第7章 沈黙という命令
甚「オマエ……さっき、あの男に抱かれてたんだろ。」
甚爾の声は静かだった。
怒っているのでも、詰め寄っているのでもない。
ただ確信のこもった言葉に、ミクは反射的に目を逸らす。
ふいに腕を掴まれた彼女は拒むことなく連れられるままに彼の部屋のドアをくぐった。
靴を脱ぐ間もなく、甚爾の手が腰を引き寄せる。
背中に回された腕は熱く、指先が肌の上から肉を測るように撫でてくる。
甚「笑えるよな。アイツに抱かれた帰り道で、今度は俺に連れてこられて……。
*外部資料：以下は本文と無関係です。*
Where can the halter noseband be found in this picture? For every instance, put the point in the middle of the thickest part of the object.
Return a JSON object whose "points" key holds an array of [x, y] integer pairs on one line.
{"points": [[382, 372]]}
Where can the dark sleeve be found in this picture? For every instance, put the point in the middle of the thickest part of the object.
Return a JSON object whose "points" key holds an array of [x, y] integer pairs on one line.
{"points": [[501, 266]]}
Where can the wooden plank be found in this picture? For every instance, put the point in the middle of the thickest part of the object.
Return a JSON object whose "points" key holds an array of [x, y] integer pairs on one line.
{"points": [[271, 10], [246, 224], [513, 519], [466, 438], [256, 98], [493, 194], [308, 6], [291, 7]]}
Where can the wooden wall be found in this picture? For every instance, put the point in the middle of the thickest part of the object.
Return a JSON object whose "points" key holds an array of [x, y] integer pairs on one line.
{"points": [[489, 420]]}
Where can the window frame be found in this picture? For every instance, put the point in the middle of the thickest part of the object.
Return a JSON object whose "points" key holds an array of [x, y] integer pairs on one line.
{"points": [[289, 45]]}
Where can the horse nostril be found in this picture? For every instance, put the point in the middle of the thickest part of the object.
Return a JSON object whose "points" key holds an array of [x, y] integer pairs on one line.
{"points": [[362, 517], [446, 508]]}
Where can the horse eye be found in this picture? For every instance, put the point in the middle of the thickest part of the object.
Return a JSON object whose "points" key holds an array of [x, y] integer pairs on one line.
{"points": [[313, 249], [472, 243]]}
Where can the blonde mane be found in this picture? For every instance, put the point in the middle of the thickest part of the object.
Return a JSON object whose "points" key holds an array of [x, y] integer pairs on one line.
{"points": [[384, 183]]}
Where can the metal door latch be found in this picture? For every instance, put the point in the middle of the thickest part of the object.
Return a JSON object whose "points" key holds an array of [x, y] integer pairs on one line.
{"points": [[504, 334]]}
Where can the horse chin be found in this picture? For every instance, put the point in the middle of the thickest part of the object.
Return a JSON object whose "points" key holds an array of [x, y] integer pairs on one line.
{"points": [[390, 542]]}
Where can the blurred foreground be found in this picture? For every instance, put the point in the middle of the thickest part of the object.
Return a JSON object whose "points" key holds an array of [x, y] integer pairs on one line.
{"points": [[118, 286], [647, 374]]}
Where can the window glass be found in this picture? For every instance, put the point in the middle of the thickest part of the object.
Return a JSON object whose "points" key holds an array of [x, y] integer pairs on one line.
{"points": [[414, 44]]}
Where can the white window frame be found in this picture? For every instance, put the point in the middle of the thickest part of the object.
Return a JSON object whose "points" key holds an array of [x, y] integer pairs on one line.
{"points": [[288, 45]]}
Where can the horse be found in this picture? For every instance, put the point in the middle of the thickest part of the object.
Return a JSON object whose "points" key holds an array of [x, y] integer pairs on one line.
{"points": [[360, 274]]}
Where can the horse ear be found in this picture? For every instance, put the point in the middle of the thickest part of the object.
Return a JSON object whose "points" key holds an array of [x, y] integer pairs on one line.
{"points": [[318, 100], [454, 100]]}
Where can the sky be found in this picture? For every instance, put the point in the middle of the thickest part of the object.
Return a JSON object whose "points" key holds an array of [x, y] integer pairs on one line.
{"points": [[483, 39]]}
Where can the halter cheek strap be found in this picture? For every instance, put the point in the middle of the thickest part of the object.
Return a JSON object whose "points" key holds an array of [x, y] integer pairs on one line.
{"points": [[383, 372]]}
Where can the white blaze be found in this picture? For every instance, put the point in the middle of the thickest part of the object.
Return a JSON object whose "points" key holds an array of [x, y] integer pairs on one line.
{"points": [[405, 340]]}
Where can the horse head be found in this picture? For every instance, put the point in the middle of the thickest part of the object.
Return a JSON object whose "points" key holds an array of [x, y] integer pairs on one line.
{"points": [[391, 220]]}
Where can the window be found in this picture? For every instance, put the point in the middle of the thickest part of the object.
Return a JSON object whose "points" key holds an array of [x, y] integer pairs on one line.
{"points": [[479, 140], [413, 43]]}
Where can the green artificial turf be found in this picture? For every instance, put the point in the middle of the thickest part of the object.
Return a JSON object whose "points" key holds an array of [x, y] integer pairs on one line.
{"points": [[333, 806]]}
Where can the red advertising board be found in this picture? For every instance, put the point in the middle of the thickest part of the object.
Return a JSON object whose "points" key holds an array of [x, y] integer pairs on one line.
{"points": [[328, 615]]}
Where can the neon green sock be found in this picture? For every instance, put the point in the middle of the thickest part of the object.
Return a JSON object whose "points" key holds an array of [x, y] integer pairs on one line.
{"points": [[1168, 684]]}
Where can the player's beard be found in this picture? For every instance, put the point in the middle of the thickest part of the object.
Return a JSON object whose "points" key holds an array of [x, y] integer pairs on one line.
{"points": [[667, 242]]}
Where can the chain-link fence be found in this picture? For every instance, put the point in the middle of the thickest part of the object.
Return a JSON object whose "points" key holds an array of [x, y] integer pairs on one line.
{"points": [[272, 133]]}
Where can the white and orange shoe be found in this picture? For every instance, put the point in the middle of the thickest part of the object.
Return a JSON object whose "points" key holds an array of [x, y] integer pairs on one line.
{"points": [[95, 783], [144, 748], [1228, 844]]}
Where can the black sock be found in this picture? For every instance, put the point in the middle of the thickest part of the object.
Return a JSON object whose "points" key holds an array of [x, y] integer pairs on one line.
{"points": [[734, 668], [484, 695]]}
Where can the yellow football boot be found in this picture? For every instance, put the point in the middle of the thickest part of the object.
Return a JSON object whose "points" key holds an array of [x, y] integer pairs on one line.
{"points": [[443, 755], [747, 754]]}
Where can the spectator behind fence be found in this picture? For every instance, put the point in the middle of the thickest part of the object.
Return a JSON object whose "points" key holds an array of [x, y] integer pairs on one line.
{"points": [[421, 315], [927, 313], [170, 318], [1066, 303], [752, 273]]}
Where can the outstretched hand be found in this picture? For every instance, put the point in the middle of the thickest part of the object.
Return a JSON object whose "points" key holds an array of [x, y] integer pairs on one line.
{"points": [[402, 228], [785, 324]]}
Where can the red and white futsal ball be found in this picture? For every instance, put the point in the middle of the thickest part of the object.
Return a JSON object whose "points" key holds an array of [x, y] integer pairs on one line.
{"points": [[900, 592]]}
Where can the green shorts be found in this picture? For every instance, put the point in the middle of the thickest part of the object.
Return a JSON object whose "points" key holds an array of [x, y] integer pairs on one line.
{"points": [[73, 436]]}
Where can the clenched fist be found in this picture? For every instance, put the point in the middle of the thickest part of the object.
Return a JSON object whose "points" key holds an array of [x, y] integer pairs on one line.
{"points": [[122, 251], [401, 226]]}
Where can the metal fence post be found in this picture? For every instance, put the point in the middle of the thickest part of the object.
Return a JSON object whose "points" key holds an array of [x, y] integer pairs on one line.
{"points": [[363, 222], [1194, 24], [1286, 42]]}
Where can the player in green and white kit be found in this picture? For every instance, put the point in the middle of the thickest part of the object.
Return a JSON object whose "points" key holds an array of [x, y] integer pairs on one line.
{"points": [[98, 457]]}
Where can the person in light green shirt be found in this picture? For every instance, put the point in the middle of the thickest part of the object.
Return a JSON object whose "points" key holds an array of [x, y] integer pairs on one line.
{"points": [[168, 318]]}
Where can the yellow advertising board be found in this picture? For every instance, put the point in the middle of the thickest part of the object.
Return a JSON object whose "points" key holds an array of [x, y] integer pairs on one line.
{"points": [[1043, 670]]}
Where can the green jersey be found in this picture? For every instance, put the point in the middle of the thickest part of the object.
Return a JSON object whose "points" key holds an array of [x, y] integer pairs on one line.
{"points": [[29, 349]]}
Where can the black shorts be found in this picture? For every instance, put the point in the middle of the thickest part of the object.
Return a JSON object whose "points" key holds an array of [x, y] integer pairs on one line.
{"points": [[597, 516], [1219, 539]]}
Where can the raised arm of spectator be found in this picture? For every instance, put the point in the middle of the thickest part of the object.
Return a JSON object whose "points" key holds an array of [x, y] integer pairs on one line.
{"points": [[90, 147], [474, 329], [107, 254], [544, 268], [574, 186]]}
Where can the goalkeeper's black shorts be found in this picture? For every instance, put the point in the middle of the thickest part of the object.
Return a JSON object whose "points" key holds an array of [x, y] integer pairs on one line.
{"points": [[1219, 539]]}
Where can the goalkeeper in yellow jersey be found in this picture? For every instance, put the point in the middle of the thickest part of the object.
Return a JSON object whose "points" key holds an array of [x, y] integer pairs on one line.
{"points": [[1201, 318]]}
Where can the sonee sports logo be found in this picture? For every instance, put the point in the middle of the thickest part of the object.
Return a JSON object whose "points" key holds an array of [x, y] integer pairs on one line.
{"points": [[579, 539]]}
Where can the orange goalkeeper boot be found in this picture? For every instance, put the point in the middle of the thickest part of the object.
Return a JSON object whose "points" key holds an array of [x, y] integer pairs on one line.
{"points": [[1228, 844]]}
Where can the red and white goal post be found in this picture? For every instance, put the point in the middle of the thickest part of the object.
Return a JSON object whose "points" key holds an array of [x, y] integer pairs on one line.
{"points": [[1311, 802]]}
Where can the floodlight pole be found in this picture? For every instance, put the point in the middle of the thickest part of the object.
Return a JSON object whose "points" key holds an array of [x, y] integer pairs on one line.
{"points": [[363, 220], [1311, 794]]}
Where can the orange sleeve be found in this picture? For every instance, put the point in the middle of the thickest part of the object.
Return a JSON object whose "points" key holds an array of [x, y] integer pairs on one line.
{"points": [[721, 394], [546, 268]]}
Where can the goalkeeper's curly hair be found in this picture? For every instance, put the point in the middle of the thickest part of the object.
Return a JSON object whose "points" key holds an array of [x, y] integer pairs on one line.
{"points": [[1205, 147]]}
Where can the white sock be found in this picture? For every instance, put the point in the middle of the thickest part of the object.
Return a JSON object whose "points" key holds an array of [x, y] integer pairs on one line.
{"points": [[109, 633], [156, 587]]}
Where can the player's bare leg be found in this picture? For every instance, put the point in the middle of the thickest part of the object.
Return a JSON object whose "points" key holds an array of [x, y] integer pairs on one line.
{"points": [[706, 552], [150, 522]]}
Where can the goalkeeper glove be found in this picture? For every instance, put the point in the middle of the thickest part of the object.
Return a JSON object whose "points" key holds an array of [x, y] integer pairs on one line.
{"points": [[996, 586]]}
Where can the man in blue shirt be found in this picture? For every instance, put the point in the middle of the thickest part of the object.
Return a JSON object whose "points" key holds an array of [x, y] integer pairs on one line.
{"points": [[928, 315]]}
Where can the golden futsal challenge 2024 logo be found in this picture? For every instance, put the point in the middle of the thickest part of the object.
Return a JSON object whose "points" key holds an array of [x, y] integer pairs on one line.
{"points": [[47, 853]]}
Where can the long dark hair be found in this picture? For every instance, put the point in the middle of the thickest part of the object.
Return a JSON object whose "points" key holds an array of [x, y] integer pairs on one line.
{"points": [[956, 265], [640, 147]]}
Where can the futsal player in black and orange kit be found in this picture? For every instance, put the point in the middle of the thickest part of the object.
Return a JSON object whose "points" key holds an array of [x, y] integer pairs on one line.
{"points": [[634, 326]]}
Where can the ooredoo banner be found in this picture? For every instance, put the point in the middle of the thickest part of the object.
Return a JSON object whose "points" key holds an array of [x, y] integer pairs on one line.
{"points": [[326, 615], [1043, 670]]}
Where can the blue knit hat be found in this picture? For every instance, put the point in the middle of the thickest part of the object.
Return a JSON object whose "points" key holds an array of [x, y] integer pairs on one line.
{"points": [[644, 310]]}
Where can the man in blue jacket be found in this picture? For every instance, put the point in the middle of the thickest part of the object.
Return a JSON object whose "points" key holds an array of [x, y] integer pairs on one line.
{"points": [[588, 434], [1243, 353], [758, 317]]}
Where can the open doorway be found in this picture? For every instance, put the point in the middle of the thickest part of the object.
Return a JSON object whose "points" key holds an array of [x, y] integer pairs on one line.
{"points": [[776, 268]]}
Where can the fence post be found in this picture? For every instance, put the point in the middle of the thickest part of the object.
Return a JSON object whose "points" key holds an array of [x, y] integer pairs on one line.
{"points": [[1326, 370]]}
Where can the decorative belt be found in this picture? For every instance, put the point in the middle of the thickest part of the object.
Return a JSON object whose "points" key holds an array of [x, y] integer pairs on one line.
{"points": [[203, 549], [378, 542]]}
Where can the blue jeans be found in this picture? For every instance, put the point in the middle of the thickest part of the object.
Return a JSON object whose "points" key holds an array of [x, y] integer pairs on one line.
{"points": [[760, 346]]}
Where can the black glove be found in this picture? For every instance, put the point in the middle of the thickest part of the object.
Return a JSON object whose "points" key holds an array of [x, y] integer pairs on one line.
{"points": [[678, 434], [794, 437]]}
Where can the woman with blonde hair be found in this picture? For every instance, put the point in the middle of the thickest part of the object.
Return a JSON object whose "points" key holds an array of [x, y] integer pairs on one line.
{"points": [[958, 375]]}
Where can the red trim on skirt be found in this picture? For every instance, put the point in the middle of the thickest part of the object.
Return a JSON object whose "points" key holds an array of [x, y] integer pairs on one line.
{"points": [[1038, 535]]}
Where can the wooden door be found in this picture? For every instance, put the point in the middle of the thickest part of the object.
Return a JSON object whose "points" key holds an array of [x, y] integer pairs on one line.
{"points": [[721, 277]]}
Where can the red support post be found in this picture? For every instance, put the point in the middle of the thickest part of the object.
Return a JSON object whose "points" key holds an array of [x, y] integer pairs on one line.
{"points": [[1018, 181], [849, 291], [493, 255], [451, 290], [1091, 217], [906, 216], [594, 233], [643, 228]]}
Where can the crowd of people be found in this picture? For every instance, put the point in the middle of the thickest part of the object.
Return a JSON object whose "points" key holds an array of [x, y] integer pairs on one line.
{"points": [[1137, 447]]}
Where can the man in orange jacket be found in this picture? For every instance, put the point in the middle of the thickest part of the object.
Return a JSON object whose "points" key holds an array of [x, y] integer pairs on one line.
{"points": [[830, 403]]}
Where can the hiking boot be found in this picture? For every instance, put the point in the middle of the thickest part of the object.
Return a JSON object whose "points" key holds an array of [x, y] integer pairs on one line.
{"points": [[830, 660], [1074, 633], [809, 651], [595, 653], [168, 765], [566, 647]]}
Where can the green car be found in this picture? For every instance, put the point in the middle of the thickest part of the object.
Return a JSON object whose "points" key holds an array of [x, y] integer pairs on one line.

」
耳元で囁かれたその言葉に、ミクはびくりと肩を震わせた。
羞恥が胸にこみ上げる――
けれど、逃げようとはしなかった。
むしろ、彼の指先に縋るように腰がわずかに引き寄せられる。
甚「……濡れてんじゃねぇか。俺に何されるか、もうわかってんの。」
甚爾の手が、スカートの中へ無遠慮に差し込まれる。
下着越しに感じた熱に、くつくつと喉の奥で笑う声が響いた。
甚「今夜は、“道具”を使う。いいよな?」
問うというより、確認。
彼女が返事をしなくても、甚爾はそのまま寝室へと連れていく。
ベッドではなく壁際の低い棚の引き出しが開かれ、そこに揃えられた様々な玩具が目に入った瞬間、ミクの頬がさっと赤く染まった。
「……っ、そんな……。」
甚「“そんな”って、なにが?」
わかっていて、わざと問い返す声が彼女の羞恥をさらに煽る。
ピンク色のローター。
黒光りする細長いバイブ。
メタリックなボールチェーン。
それらが1つずつ取り出され、ベッドの上に並べられていく。